Our study of the single-day surgery scheduling problem represents the first model to capture the sequential nature of the operating room (OR) manager's decisions during the transition between the generality of cyclical block schedules (which allocate OR time to surgical specialties) and the specificity of schedules for a particular day (which assign individual patients to specific ORs). A case study of the scheduling system at the University of Maryland Medical Center highlights the importance of the decision to release unused blocks of OR time and use them to schedule cases from the surgical request queue (RQ). Our results indicate that high quality block release and RQ decisions can be made using threshold-based policies that preserve a specific amount of OR time for late-arriving demand from the specialties on the block schedule.
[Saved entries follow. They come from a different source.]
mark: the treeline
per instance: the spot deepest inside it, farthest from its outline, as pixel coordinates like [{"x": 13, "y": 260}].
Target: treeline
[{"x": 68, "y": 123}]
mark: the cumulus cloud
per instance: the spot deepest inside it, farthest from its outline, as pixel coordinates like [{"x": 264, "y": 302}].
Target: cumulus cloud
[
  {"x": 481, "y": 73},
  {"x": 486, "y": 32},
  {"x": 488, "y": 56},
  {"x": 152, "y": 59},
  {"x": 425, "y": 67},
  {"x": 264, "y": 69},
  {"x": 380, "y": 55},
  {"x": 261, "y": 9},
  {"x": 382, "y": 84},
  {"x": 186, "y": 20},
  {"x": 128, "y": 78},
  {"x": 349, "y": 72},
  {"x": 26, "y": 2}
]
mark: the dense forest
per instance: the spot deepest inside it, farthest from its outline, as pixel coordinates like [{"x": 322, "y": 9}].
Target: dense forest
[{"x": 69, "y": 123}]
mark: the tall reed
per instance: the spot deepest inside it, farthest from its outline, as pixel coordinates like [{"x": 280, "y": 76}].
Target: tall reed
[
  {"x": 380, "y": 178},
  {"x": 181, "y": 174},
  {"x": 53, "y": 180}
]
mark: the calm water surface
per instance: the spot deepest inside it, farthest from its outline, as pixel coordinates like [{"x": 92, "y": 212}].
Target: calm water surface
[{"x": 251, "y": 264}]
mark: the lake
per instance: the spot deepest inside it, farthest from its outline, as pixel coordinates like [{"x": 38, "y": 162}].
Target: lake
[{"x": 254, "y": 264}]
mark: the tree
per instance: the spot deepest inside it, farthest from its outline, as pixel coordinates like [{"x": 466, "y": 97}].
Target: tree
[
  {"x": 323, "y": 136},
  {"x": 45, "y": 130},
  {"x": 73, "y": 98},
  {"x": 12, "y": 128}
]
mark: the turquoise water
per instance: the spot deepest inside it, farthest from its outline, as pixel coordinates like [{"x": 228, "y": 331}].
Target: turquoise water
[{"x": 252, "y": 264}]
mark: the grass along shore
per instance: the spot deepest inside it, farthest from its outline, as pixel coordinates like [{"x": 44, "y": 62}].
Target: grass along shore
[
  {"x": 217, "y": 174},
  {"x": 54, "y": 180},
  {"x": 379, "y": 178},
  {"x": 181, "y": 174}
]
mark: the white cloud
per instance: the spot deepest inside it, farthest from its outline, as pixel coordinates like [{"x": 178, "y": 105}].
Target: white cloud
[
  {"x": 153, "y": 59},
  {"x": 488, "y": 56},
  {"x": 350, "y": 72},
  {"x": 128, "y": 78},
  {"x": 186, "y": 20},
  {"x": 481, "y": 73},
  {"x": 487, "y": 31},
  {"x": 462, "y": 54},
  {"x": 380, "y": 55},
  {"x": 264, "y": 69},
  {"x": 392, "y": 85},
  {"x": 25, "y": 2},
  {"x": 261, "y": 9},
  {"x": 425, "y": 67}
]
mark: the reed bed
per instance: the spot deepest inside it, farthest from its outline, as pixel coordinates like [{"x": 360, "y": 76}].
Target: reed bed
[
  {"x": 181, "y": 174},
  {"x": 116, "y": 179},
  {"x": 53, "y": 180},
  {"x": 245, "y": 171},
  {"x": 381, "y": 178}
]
The development of mass casualty incident (MCI) response plans has become a priority for hospitals, and especially emergency departments and trauma centers, in recent years. Central to all MCI response plans is the triage process, which sorts casualties into different categories in order to facilitate the identification and prioritization of those who should receive immediate treatment. Our research relates MCI triage to the problem of scheduling impatient jobs in a clearing system and extends earlier research by incorporating the important trauma principle that patients' long-term (post-treatment) survival probabilities deteriorate the longer they wait for treatment. Our results indicate that the consideration of deteriorating survival probabilities during MCI triage decisions, in addition to previously studied patient characteristics and overall patient volume, increases the total number of expected survivors.